With Nicaragua's signature, US and Syria are the last holdouts from the Paris climate agreement

This story is a part of

Livable Planet

This story is a part of

Livable Planet

paris-climate-agreement.jpg

The Eiffel tower is illuminated in green with the words "Paris Agreement is Done", to celebrate the Paris UN COP21 Climate Change agreement in Paris, France, Nov. 4, 2016.

Credit:

Jacky Naegelen/Reuters

Nicaragua signed the Paris climate agreement Monday, leaving the United States and Syria as the only two holdouts on the global climate pact.

The government of President Daniel Ortega said the global 2015 pact represented "the only international instrument that offers the conditions to face global warming and its effects," according to a statement read out by vice president Rosario Murillo.
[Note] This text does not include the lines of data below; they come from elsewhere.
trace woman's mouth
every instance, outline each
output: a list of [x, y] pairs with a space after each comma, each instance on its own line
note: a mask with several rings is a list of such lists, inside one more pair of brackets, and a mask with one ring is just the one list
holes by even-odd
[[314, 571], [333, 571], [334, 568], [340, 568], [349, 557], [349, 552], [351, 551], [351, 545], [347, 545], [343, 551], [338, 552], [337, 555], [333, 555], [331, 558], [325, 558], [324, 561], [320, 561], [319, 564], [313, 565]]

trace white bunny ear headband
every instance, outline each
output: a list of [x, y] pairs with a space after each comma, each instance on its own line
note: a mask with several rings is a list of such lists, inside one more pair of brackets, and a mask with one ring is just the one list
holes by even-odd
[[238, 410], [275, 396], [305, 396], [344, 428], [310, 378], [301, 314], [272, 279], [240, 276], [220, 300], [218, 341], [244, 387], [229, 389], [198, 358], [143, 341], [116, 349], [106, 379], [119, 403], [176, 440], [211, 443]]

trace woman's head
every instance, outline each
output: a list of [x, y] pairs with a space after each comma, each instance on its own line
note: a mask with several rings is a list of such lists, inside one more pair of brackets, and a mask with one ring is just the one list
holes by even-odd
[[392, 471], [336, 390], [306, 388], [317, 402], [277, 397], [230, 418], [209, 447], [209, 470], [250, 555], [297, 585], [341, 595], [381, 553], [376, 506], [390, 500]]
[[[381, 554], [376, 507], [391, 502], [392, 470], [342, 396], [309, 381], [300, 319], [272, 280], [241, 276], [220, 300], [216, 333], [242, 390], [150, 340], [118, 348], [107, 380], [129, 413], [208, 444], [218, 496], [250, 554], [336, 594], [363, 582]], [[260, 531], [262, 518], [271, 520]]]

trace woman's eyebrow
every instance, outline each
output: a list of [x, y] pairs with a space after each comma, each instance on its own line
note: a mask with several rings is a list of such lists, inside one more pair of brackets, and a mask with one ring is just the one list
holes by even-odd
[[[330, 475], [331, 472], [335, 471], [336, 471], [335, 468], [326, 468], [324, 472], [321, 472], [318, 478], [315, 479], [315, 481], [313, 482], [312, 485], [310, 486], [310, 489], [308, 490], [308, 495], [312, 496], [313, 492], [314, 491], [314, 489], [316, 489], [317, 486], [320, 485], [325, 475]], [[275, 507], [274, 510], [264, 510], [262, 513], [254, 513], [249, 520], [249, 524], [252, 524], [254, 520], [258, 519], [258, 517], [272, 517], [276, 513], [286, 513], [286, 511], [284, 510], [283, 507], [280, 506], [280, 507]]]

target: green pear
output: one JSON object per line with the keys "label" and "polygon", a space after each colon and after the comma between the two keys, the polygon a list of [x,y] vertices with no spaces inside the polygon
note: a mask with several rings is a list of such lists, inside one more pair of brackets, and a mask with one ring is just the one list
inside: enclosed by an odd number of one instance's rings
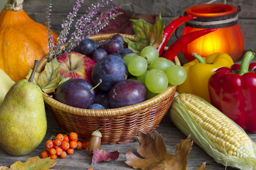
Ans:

Monday's announcement leaves the United States and Syria as the only countries holding out on the Paris deal, which set measures to reduce greenhouse gas emissions to prevent temperatures rising by more than two degrees.

US President Donald Trump in June announced the start of a three-year process to pull out of the agreement, signed by 195 countries, on the grounds that it would put the US at an economic disadvantage.

Ortega said last week that Nicaragua would sign the pact, but did not say when. 

The tiny central American country had previously refused to sign the agreement on the grounds that it did not go far enough to combat global warming.

In September, the leftist Ortega announced during a private meeting with World Bank directors in Managua that his country would join the agreement, but the news was later removed from the official government website without explanation.